Kanımızca bu davranışın bir benzeri daha önce de Yargıtay
üyelerinin sorumluluğu konusunda yasada olmayan bir şekilde yüce divan
tarafından yargılanarak suçlu bulunmuş olmanın tazminat istemenin ön koşulu
olduğu yönünde alınan Yargıtay kararında da görülmüştür. Hatta önceden Yargıtay
kararı olarak kullanılan bu ön koşul sonradan yasa maddesi haline getirilerek
neredeyse Yargıtay üyelerinin sorumsuzluğu şeklinde bir uygulamaya olanak
sağlanmıştır. Kişisel korkumuz aynı düşüncenin bu kez tüm hakim, savcı ,bakanlık
müfettişi, HSYK müfettişi ,polis şefi için de uygulanır hale getirilmek
istemidir. Yasaya aykırı bu istem kanımızca hiçbir hukuki sonuç
doğurmayacaktır. Ancak Yargıtay tarafından tazminata ilişkin davanın
reddedilmiş olması fiili bir karar olarak ortaya çıkmış olsa bile buna kimsenin
itiraz etmeyeceği hukuken geçerli bir karar olarak kabul edeceğini düşünmemiz
bizi daha çok endişelendirmektedir.
Kararın gerekçesi incelendiğinde somut olayda ihtiyati hacze
yol açan çekin hatalı olarak değerlendirildiği kabul edilmektedir ancak bu
hatanın hakime yüklenebilecek açık ve ağır kusur oluşturmayacağı
söylenmektedir. İbraz süresi içinde ibraz edilmeyen bir çekin hele hele iki yıl
sonra işleme konulmuş olmasını fark etmemiş olmak ihtiyati haciz isteyen
kişinin ETTK 720 doğrultusunda herhangi bir başvuru hakkının olmadığını
görememek HMK 46/1-c’nin uygulanmasını gerektireceği kanısındayız. TTK 720’nin
çok sık uygulandığı ve maddenin yazılımındaki ifadelerin tereddüde yer vermeyeceği
kadar açık olduğu hukuk fakültesinde
kıymetli evrak hukuku dersinin başlanıcında anlatıldığı göz önünde bulundurulursa
bu kanımızın haklılığı anlaşılacaktır.
Kararın gerekçesinden hatalı kararlardan ötürü devlet
aleyhine tazminat davası açabilmenin zorlaştırılmak istendiği anlaşılmaktadır.

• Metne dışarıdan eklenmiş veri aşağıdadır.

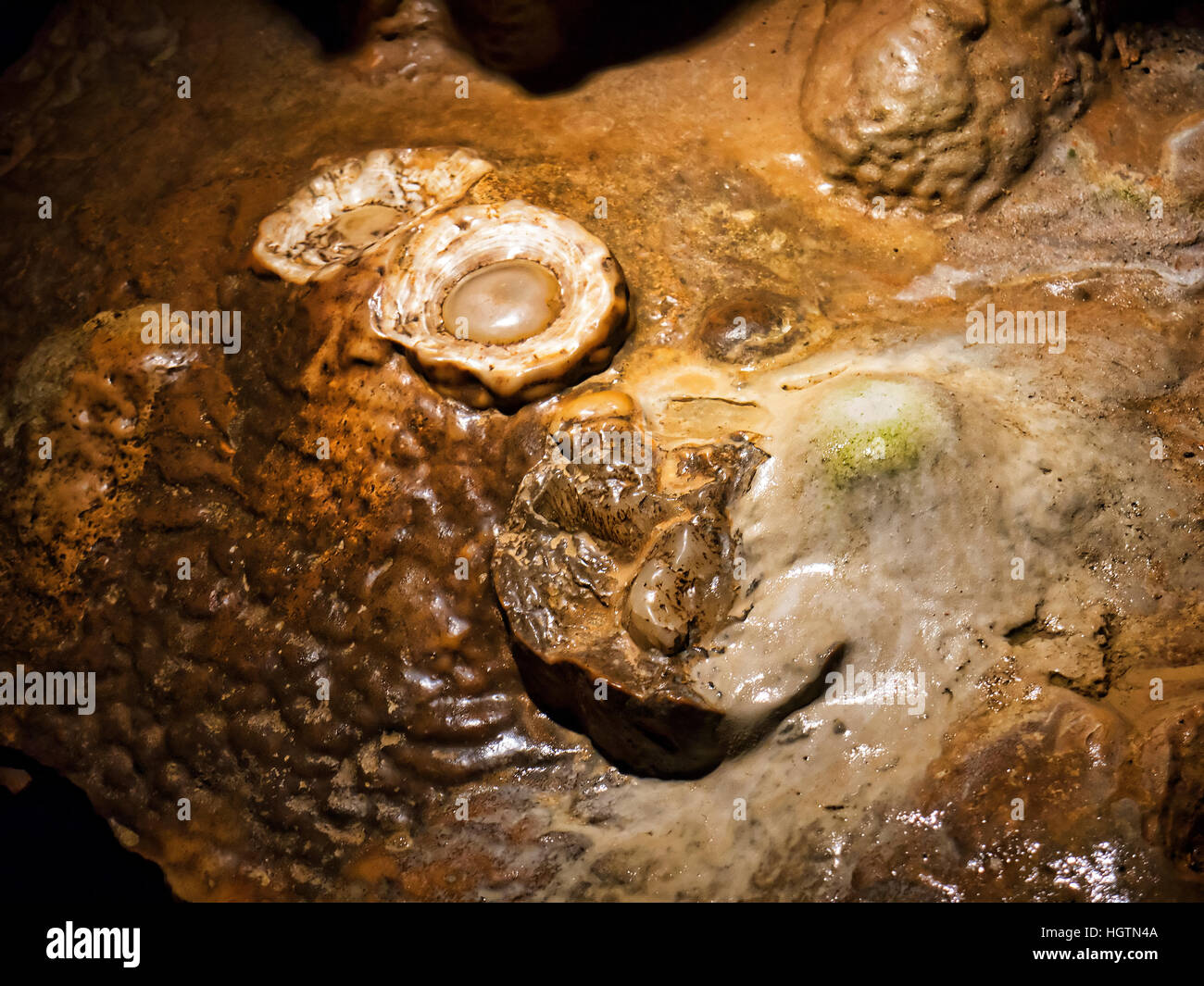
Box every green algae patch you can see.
[818,380,947,488]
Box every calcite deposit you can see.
[0,0,1204,901]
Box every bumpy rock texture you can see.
[0,0,1204,901]
[802,0,1100,212]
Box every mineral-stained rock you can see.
[802,0,1097,211]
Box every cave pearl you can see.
[443,260,561,345]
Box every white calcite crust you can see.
[252,147,493,284]
[372,200,627,407]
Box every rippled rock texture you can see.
[0,0,1204,901]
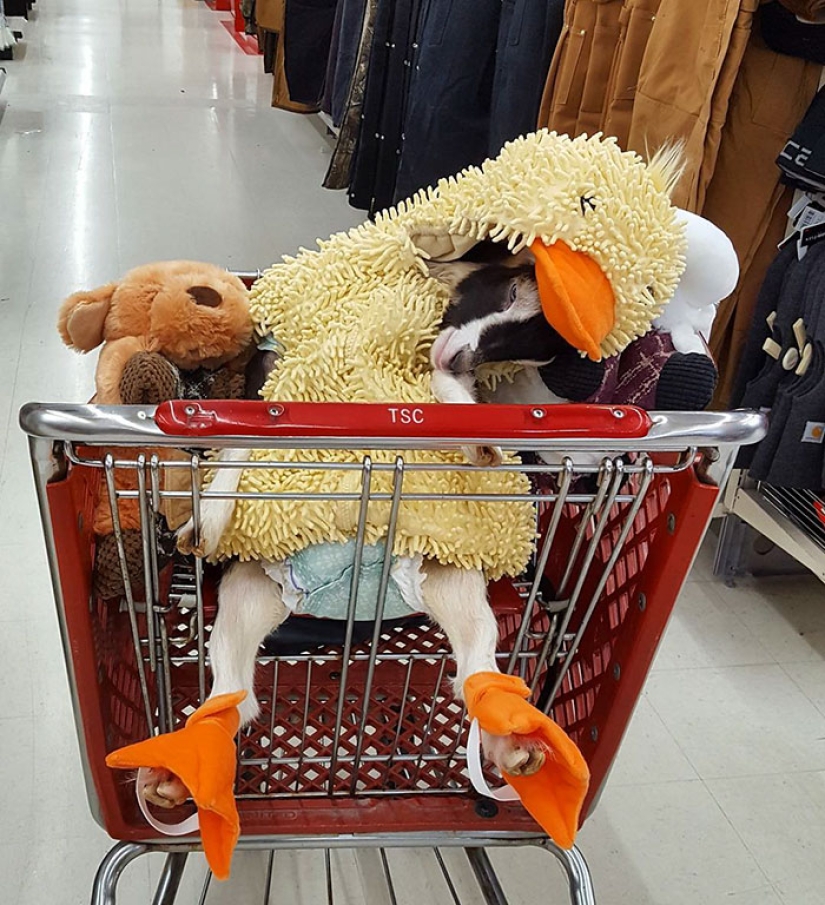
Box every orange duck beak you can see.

Çünkü kararda “arzu edilmese de hatalı hukuksal değerlendirmeye dayalı olarak
karar verilmesi halinin hakimlerin hukuksal sorumluluğuna yol açmayacağı aksini
düşünmenin her hatalı karardan ötürü devlet aleyhine tazminat davası
açılabileceğinin kabulü anlamına gelebileceği…” cümleleriyle ifade edilmiştir.
Bu yoruma katılmak mümkün değildir. Üstelik böylesi bir yorum geliştirilecek
ise, BK’da yer alan istihdam edenin sorumluluğu ve de devlet memurları
kanununda yer alan memurun tazminata konu eyleminden ötürü devletin
sorumluluğuna ilişkin kurallarda da ağır kusura yer vermek gerekecektir. Aksine
davranış eşitliği bozacak ve devlet korumacılığı belki de yargıç korumacılığına
yol açacaktır. Üstelik bu düşüncenin gerekçede belirtildiği gibi “yasa koyucu
tarafından istenen bir hal olmadığının” kanı olarak belirtilmesinin kaynağı da
tarafımızdan bulunamamıştır. Bu nedenle kişisel kanımıza göre bu yorum Daire ve
Hukuk Genel Kurulunu oluşturan hakim arkadaşlara aittir.
Hâkimlerin rahat karar verebilmeleri için vermiş olduğu
kararlardan ötürü, yarınlarından endişe duymalarına neden olacak hükümlerin
yasalarda yer almaması gerekir. Bu ilke hukukla uğraşan herkes tarafından kabul
edilen bir ilkedir. O yüzden HMK 46. maddesi ve onun karşılığı olan HUMK m.
573: maddesi sorumluluk hallerini sınırlamıştır. Gene aynı düşünce ile ve de
hatalı kararlardan ötürü vatandaşı uğradığı zararlardan korumak amacıyla HMK,
HUMK’tan farklı bir sistem benimsemiş, birinci derece sorumlu olarak hazineyi
göstermiştir. Bununla da yetinmeyen kanun koyucu devletin ödemiş olduğu
tazminattan ötürü hakime rücu davası açabilmesi için bir yıllık zaman sınırı ve
hakimin ceza davasından ötürü mahkum olmuş olması şartını aranmıştır. (Hakimler
ve Savcılar Kanunum. 93-A)
Kişisel kanımıza göre getirilen bu teminatların yanı sıra
rücu davası açma kararının hazine adına maliye bakanlığına bırakılması yerine
hakim, avukat ve akademisyenlerden oluşan ve seçimle gelen bir heyete
bırakılması, ödemelerin ise hazineden değil bütçeden ayrılmış ve bu heyet
tarafından serbestçe kullanılabilen bir fon yoluyla yapılabilmesi, daha doğru
olur düşüncesinde olduğumuzu bir kez daha hatırlatmakta yarar görmekteyiz.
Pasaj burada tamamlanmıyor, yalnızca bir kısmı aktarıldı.